After six years of terrible war, in which millions of people were killed, there were strong movements towards promoting understanding among the people of the world. In 1945 Canada signed the UNITED NATIONS Charter and in 1948 the Universal Declaration of Human Rights. As Canadians gradually became more tolerant, Asians were finally given the vote (South Asians and Chinese in 1947 and Japanese in 1949). The bans on Chinese and South Asians were repealed. In the 1950s and 1960s a new tolerance was shown in the passage of human-rights bills in the provinces and the CANADIAN BILL OF RIGHTS in 1960.

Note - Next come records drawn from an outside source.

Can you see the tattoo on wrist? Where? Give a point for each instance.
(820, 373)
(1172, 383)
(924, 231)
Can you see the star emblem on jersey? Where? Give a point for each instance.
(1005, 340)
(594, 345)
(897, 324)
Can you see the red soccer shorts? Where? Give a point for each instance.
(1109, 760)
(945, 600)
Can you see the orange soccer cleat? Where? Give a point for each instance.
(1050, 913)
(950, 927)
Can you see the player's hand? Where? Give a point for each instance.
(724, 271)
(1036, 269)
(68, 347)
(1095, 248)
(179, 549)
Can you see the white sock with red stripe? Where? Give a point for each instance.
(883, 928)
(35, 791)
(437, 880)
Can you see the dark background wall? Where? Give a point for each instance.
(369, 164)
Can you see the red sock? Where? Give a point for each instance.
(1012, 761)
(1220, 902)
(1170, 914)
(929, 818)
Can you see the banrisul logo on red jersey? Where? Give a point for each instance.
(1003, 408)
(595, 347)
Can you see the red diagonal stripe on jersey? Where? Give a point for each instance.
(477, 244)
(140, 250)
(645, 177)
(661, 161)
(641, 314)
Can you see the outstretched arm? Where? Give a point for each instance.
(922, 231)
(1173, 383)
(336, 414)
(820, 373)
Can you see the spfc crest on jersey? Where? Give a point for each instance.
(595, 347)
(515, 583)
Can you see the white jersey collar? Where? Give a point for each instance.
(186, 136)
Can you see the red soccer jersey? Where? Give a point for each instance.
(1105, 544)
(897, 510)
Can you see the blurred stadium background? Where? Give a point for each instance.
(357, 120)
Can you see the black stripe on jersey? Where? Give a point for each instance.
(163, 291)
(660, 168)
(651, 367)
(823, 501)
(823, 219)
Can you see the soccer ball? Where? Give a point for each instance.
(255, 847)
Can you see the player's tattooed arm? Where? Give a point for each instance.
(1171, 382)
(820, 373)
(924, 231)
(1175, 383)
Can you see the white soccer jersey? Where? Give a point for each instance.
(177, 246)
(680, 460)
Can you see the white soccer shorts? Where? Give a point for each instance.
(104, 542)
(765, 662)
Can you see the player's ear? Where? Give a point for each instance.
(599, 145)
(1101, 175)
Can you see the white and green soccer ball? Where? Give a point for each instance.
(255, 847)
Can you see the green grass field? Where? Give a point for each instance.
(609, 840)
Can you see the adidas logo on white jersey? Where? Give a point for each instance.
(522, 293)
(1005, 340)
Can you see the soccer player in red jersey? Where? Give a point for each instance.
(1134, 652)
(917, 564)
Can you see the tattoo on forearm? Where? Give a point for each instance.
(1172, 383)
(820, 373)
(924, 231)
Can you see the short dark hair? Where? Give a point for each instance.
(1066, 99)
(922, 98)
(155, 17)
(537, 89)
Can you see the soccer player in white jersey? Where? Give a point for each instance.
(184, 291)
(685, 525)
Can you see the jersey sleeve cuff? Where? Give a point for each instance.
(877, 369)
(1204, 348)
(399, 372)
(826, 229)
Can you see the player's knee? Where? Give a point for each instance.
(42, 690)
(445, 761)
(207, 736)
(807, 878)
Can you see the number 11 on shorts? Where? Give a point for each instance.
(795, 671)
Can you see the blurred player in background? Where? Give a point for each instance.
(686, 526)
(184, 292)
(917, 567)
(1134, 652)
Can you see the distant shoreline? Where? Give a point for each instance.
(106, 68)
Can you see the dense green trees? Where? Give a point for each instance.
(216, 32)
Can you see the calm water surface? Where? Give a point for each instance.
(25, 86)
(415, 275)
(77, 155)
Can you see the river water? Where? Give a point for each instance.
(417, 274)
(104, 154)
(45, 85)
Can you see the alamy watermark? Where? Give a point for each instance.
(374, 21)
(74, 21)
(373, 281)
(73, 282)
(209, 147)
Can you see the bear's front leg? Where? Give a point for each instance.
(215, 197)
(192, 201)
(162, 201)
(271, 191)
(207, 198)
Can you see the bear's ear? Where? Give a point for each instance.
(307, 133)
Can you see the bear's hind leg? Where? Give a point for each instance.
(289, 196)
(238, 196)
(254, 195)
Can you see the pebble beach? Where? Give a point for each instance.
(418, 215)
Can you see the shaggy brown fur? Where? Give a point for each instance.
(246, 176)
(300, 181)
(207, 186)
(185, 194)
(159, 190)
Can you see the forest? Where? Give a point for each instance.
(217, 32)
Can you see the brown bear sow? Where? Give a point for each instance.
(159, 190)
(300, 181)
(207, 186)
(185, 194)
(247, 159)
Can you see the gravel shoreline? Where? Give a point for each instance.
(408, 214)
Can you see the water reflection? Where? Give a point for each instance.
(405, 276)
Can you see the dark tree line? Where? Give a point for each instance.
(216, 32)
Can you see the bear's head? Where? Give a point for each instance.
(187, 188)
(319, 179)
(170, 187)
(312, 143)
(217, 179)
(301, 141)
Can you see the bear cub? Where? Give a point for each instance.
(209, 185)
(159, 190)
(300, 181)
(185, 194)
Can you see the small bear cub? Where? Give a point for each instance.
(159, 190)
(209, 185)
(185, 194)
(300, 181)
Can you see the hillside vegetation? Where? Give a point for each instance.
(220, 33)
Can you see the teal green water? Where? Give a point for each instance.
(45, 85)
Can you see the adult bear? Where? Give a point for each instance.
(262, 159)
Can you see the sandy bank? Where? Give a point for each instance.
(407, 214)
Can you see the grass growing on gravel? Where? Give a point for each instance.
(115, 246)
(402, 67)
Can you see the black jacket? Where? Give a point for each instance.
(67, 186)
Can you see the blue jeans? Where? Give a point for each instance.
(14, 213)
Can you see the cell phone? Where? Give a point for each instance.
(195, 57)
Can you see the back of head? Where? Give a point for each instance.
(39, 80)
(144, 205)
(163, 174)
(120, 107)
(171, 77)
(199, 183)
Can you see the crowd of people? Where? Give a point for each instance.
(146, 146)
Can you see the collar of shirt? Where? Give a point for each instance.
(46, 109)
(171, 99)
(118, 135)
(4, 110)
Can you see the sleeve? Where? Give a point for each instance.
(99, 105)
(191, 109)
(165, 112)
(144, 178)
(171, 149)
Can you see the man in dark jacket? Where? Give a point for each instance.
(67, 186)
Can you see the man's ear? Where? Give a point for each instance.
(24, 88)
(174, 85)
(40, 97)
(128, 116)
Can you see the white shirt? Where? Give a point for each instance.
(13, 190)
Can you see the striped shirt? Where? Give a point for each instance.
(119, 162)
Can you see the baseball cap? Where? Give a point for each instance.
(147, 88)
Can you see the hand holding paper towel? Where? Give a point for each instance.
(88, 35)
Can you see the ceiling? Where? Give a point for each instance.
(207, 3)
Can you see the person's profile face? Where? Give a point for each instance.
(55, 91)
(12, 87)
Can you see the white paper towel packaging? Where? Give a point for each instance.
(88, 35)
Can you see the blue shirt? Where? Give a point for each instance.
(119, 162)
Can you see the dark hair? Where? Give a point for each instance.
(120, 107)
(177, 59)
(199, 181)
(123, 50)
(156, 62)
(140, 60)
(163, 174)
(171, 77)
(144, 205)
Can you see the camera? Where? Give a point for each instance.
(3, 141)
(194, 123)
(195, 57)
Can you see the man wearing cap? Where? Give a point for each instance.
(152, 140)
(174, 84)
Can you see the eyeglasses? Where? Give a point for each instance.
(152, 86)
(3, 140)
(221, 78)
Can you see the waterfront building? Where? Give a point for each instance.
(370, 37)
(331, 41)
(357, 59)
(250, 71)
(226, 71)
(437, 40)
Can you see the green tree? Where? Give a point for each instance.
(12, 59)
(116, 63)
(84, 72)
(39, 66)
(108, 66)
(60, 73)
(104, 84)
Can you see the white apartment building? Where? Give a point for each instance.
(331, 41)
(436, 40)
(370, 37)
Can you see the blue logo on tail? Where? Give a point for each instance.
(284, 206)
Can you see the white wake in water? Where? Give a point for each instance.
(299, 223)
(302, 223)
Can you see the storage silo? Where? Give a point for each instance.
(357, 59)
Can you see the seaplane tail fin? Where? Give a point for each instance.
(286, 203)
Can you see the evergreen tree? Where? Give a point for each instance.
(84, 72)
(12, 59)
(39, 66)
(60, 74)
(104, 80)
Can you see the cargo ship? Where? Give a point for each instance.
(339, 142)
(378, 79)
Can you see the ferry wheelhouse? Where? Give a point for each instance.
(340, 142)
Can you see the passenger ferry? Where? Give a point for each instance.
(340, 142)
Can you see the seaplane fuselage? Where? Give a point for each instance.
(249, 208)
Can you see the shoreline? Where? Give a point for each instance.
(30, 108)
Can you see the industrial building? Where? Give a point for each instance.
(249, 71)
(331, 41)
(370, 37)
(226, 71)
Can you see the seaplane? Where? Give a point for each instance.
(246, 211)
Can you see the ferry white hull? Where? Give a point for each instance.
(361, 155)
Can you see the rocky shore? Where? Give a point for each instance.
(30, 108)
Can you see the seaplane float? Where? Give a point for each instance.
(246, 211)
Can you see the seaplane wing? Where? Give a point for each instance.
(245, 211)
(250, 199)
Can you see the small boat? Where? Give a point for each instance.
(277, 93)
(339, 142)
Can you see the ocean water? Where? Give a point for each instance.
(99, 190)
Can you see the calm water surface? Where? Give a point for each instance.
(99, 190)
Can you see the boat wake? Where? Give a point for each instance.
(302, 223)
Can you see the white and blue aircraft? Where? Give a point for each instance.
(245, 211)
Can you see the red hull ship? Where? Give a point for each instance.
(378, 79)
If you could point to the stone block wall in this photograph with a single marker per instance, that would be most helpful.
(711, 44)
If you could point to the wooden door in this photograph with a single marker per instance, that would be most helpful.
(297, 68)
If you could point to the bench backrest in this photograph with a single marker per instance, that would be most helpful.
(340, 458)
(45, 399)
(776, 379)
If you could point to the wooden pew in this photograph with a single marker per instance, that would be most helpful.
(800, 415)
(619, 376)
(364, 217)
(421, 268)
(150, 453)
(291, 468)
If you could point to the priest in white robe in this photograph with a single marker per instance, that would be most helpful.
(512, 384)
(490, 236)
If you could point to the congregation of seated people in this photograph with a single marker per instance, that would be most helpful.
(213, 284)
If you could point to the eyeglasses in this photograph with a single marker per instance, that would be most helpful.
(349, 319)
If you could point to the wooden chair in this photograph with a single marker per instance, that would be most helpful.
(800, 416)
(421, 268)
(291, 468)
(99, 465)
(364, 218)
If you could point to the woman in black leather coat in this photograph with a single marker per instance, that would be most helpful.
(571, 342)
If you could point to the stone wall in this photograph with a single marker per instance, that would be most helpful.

The reasons for this increase in tolerance are as complex as the reasons for why it existed in the first place. New immigration laws in 1962 and 1967 allowed large numbers of non-whites to enter Canada from Hong Kong, India, and the West Indies. Again this immigration caused some Canadians to vent hostility, especially towards South Asians, and in particular, Sikhs. In 1989 the Canadian government paid reparations to the Japanese Canadians for their unfair treatment during World War II.

The post-World War II period also led to new developments in relations between whites and Aboriginal people. Aboriginal people gradually became more educated and better organized. Their spokesmen began to challenge their second-class status. In 1960 the government ended the discrimination that kept Indians from voting in federal elections. Instead of trying to assimilate the Aboriginal people, the government encouraged programs to retain their languages and culture.

Aboriginal people, like many non-British and non-French groups, still encounter prejudice and discrimination, but it is diminished. The effects of the long-standing treatment of these people as second-class citizens may take longer to pass.